Dans l’abondante production que provoque le quatrième centenaire de la naissance de Pascal, ce livre, résolument catholique, tranche par son honnêteté fondamentale. 3 Ce n’est pas un Pascal relu par un intellectuel de renom, mais c’est bien une lecture attentive de Pascal pour mieux nous le faire comprendre. Ce n’est pas le Pascal d’Hélène Michon, mais un Pascal éclairé de l’intérieur par l’admirable maîtrise de l’œuvre que possède cette spécialiste qui s’efface devant son sujet pour mieux le mettre en valeur. Elle convoque aussi des extraits d’autres textes de Pascal tout aussi bouleversants que certains passages des Pensées. Ainsi « la comparaison des chrétiens des premiers temps avec ceux d’aujourd’hui » (p. 188-193) où l’on peut lire : « il fallait autrefois sortir du monde pour être reçu dans l’Église. Au lieu qu’on entre aujourd’hui dans l’Église au même temps que dans le monde. » Poursuivant la comparaison où l’on pourrait penser que l’esprit janséniste imprègne la pensée de Pascal, on trouve aussi cette remarque : « Au lieu qu’on se trouve maintenant presque au même temps dans l’un [le monde] et dans l’autre [l’Église], (…) on fréquente les sacrements et on jouit des plaisirs de ce monde. (…) Mais ce n’est pas à l’Église à qui l’on doit imputer les malheurs qui ont suivi un changement de discipline si salutaire³ , car elle n’a pas changé d’esprit quoiqu’elle ait changé de conduite. » L’avertissement ne vaut-il pas encore ? L’entendre ne nous éviterait-il pas bien des fausses querelles ?

Il se peut alors que le pape François – un jésuite !, les ennemis jurés de Pascal et des jansénistes – ne se soit pas trompé dans la lecture qu’il fait de Pascal : « quatre siècles après sa naissance, Pascal reste pour nous le compagnon de route qui accompagne notre recherche du vrai bonheur et, selon le don de la foi, notre reconnaissance humble et joyeuse du Seigneur mort et ressuscité4 . »

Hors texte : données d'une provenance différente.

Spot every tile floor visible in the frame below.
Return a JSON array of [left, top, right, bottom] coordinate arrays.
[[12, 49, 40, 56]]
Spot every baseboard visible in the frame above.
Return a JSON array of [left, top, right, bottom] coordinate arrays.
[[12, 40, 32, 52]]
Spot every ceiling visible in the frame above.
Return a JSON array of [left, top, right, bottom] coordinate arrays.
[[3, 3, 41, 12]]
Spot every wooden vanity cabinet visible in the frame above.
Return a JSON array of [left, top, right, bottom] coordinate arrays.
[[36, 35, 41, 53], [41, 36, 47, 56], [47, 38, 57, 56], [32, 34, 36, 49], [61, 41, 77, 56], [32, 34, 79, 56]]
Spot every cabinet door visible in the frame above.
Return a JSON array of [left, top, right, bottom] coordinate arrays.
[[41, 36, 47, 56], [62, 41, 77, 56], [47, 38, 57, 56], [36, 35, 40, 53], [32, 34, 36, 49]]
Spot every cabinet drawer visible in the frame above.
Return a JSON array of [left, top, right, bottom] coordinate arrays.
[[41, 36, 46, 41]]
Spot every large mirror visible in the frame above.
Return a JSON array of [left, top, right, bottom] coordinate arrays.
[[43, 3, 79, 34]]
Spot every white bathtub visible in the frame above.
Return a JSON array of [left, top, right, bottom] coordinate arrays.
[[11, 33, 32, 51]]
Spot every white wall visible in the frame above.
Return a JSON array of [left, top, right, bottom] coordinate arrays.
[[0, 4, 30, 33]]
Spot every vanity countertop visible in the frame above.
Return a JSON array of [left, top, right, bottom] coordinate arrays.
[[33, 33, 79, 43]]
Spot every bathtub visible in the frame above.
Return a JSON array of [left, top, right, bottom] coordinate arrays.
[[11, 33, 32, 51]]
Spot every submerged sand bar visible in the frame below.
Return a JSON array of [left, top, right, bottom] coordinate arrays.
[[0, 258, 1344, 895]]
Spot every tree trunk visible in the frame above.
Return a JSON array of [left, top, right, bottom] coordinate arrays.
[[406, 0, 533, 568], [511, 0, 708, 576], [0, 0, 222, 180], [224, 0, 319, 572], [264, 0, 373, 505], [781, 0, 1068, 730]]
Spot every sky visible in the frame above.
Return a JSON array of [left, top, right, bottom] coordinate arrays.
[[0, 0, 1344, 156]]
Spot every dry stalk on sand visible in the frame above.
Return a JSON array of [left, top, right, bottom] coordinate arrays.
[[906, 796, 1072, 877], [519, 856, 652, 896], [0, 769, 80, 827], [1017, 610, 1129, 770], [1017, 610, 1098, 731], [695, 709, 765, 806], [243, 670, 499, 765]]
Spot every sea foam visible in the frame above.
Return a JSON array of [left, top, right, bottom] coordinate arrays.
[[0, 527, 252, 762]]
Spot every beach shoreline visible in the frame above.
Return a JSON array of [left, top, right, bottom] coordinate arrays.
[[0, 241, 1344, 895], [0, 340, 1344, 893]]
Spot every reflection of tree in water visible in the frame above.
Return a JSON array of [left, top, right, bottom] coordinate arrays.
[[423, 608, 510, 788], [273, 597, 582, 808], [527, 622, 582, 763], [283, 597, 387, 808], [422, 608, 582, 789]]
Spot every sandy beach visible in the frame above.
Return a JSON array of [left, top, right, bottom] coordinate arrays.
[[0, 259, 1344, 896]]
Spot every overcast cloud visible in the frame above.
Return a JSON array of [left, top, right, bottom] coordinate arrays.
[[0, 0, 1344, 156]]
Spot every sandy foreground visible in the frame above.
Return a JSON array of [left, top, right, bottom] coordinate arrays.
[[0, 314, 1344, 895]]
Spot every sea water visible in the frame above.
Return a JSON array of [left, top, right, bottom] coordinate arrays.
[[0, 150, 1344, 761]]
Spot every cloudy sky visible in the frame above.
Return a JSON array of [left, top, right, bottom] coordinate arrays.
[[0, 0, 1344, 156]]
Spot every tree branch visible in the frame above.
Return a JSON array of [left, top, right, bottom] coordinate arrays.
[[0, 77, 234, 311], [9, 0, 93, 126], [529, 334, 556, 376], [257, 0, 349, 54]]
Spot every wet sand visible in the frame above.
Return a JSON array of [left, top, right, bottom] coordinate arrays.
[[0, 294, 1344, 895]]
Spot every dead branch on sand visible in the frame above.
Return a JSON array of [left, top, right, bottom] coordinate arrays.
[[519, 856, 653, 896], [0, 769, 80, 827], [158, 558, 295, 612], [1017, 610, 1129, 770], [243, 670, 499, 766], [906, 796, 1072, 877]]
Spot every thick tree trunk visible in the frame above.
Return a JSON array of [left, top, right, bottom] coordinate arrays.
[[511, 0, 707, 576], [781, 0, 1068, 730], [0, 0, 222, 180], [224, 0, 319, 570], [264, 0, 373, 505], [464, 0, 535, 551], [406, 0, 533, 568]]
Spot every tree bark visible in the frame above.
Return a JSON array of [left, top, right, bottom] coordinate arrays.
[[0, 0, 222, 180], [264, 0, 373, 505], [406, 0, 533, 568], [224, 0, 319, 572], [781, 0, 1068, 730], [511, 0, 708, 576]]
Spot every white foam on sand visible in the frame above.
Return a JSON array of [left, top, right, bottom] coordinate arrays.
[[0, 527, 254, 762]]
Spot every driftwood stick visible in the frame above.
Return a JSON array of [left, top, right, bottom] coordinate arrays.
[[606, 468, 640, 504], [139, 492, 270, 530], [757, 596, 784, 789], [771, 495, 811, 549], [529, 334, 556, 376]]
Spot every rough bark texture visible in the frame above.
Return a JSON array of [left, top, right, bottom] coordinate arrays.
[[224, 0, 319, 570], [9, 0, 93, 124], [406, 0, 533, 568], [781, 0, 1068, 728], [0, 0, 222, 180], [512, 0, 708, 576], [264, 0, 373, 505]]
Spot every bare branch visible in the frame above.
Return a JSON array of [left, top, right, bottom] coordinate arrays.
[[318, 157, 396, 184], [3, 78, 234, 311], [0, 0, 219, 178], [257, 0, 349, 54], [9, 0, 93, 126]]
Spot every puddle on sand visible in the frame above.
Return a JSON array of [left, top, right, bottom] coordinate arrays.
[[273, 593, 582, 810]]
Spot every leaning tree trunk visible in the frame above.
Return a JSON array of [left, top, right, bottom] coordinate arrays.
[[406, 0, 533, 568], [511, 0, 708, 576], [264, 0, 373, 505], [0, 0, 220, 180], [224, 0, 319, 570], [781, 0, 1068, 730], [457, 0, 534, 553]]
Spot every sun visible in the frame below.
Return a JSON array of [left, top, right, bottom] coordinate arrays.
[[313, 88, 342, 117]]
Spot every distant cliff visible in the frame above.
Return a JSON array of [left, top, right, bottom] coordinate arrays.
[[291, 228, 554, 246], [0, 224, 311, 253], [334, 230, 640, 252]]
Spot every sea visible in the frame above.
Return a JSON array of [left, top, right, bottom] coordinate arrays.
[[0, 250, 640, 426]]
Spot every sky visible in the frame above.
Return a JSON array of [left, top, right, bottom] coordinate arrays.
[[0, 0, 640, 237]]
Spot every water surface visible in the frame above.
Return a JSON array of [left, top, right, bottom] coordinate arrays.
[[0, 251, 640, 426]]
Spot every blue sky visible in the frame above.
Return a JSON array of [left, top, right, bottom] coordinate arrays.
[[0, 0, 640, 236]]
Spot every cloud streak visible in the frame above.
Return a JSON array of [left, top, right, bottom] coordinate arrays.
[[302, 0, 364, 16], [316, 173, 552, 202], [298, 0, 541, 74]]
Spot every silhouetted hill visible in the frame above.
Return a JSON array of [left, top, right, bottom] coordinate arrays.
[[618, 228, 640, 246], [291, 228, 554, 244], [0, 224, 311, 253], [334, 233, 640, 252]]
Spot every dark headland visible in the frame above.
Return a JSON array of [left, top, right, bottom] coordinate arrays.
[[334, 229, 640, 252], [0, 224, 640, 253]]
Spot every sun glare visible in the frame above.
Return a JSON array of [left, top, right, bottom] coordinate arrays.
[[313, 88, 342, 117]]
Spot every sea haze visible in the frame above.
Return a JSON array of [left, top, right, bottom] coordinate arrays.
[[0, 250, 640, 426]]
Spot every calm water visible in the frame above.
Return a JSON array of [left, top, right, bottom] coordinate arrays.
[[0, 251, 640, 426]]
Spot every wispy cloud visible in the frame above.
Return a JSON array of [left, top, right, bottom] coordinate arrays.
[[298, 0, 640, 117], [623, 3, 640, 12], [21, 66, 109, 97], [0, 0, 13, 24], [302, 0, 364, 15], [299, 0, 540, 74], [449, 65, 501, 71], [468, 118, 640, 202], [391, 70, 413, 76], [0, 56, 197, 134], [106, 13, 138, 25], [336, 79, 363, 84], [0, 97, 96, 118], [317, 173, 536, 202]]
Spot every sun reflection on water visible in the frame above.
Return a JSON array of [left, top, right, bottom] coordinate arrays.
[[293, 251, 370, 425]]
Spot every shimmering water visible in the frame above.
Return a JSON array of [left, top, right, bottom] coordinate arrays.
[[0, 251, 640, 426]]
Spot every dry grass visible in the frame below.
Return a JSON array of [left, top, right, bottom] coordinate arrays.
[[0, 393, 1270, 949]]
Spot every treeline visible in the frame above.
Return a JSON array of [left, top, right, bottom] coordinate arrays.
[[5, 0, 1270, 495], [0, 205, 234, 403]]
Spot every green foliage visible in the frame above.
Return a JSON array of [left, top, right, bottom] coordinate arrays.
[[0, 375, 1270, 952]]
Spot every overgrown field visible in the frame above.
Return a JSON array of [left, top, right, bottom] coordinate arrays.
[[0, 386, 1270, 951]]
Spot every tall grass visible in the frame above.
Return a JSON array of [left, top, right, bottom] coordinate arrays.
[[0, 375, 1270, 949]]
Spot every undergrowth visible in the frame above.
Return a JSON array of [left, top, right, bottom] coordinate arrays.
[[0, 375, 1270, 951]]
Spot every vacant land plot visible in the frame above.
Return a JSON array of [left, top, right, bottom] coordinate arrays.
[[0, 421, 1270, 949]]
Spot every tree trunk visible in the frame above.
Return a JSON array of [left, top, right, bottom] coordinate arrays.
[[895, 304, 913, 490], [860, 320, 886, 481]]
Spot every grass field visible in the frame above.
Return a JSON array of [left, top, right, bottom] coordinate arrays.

Pascal, auteur canonique de la littérature française, incarnation du génie français (il eut même droit – s’en souvient-on ? – aux honneurs du billet de 500 francs !), est d’abord un chrétien ardent qui nous apprend que « la pensée ne parvient à penser chrétiennement que si elle accède à ce que Jésus-Christ met en œuvre, la charité » selon les mots de Jean-Luc Marion5 .

Benoît Pellistrandi

¹ Fragment 41 selon l’édition de Philippe Sellier, Paris, Garnier Flammarion, 1991.

² Fragment 681 selon l’édition de Philippe Sellier, Paris, Garnier Flammarion, 1991.

³ Pascal fait allusion aux baptêmes des petits-enfants.

4 Lettre apostolique Sublimitas et miseria hominis du 19 juin 2023.